Acrescente-se que estas referências não são exaustivas, pois o Tivoli acolheu ao longo dos vastos anos de atividade, numerosíssimas iniciativas ligadas ao teatro: isto, além da expressão musical, com participações de nomes como Stravinski, Rubinstein, Mennuhin, Kempff, Viana da Mota, Pedro de Freitas Branco, Silva Pereira, Ivo Cruz, Frederico de Freitas, Álvaro Cassuto, Tania Achot e tantos mais.
Mas no teatro se assinala, desde logo em 1925, a estreia, no foier (como estão se dizia) do Tivoli, da companhia chamada de Teatro Novo, dirigida por António Ferro, que constitui de certo modo a primeira verdadeira iniciativa “experimental” da cena portuguesa, “importante no seu experimentalismo” escrevi na “História do Teatro Português” (Verbo Ed., 2001). Sobretudo, note-se, na expressão de uma dramaturgia então de vanguarda e, como tal, inesperada no meio teatral português.
O protagonista, na estreia, foi Joaquim de Oliveira, ator de destaque na época, e que recorda a experiência num livro de memórias precisamente intitulado “O Teatro Novo”. E num texto posterior, produzido para o boletim da então Sociedade de Autores e Compositores Teatrais Portugueses (hoje Sociedade Portuguesa de Autores) é perentório: «Lima Mayer facilitou tudo para que se levasse a efeito o Teatro Novo no salão ao correr da Avenida da Liberdade, consentindo até no esboroamento das paredes e teto»…

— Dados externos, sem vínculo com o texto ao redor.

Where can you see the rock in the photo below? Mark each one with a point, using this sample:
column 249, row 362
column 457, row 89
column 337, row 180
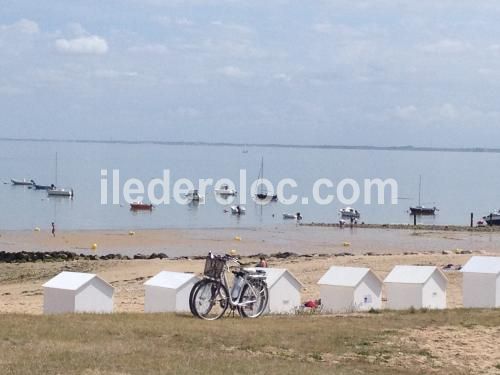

O evento é referido até hoje como expressão de renovação do meio teatral da época, em obras de Jorge de Sena, Luis Francisco Rebell, o Tomás Ribas ou eu próprio.
Ora bem: temos pois o Tivoli como sala de referência, alternando ou conciliando, a partir da exploração cinematográfica uma marca de seletividade em espetáculos de teatro português e estrangeiro. E nesse aspeto, destacamos as sucessivas temporadas da Comédie Française, a partir de 1959, com um repertório de qualidade, na base de dramaturgos franceses. Recorda-se Molière, Jean Giraudoux, Marcel Achard ou Henry de Monterlan. Em 1960 e 1962, Marcel Marceau apresentou-se em espetáculos a que chamou “Pantomimas de Bip”.
Estas temporadas sucessivas de Comédie Française assumiam a relevância que na época marcava, certamente mais do que hoje, as “relações teatrais” com a França…
Mas importa também salientar que, alternando com espetáculos “clássicos”, de Molière a Marivaux, foram apresentados, por vezes revelados, no Tivoli autores contemporâneos, a partir de produções notáveis - e posso recordá-las agora - da Comédie: a “Eletra” de Jean Giraudoux, o “Port Royal” de Monterland. E mais tarde, num intercâmbio com o Theatre du Vieux Colombier, “L’Otage” de Claudel.
Registe-se que por um lado, a influência cultural francesa era na época de certo modo dominante, mas por outro lado as oportunidades de viagem, para um público interessado eram bem menores. O contacto, mesmo episódico, digamos assim, com o que de melhor de fazia em França valorizou durante anos as sucessivas temporadas.
E em 1972/1973 as chamadas “Galas Kersenty-Herber” retomaram essa linha de internacionalização a partir de espetáculos de grande qualidade a nível de repertório e elenco. O Tivoli marcou então novamente a atividade de espetáculos internacionais, num repertório de qualidade: Terence Frisby, Henry de Monterland, Peter Luke, Franciss Veber, Jean Anhouil, Françoise Dorin, Barrillet e Grédy, Neil Simon entre muitos outros mais.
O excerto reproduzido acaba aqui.